London is not a ghettoised city. Just take the area this very writer grew up in – a mere minute away from a small region affectionately described as ‘Crackhead Corner’, and yet just down the road from ‘Little Venice’. That’s the way London always has been, and in this very same region of West London we’ve seen films depicted of late in Brotherhood and Kids in Love, both exploring contrasting social classes and cultures, and without any crossover. 100 Streets seeks to rectify this, interweaving people from all backgrounds, in a fair, authentic portrayal of London life – at least that’s how it starts.

Established TV director Jim O’Hanlon makes his cinematic bow with this endeavour, which centres on five primary characters; the lauded, ex-Rugby international Max (Idris Elba), whose tumultuous marriage with partner Emily (Gemma Arterton) is on the brink of irreversible collapse. Then we have the latter’s former mentor, the thespian Terence (Ken Stott), who takes a liking to wayward youth Kingsley (Franz Drameh) – hoping to find a route out of the dangerous path he has carved for himself, selling drugs under the watchful eye of a callous gangster – all the way to cheeky cab driver George (Charlie Creed-Miles), hoping to adopt a child with his wife, only to find his life rocked when involved in an accident on the job.

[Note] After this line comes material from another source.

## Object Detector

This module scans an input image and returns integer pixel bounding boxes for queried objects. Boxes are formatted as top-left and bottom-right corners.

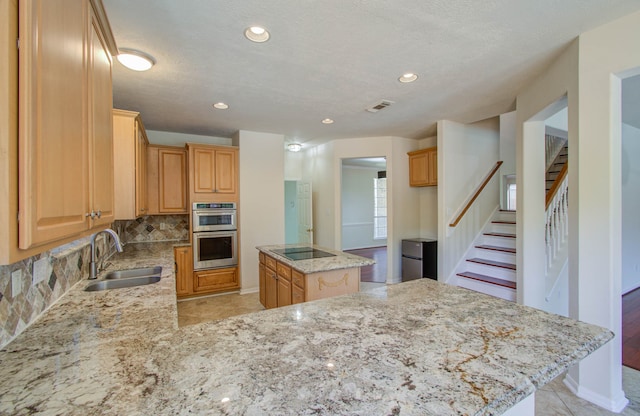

Often when dealing with ensemble features of this nature, the paramount shortcoming derives from the inability to balance a myriad of conflicting narratives in a seamless fashion – but that’s the one area that O’Hanlon, along with writer Leon Butler, thrives in, remaining well within their means and maintaining a sense of simplicity, as we’ve got just a limited, manageable number of character to invest in, never feeling overwhelming or as though we’re making compromises to fit them all in. Each character is given the time to allow their own respective story to flourish – it’s just the deviation away from reality which lets this title down.

100 Streets is subscribing to the notion of realism from the offset, attempting to studiously linger over the lives of people just like you or I. But as the narrative progresses, the film grows more inane and excessive. Of course big, dramatic occurrences such as those we witness in this film do happen in real life, but given the inclination to find a contrived way to tie everything together – with intersecting characters, crossing over into other parallel story-lines, that’s when you rely on coincidence, which is a word rather hard to adhere to in this overstated picture.

There’s just this completely superfluous desire to give each and every character a big send off, and some form of closure – with respective dramatic finales that are just so needless. More subtlety is required, as this annoying urge to tie up all loose ends makes for a distinctly cold conclusion, and one that sadly undoes much of the good work achieved in the opening act.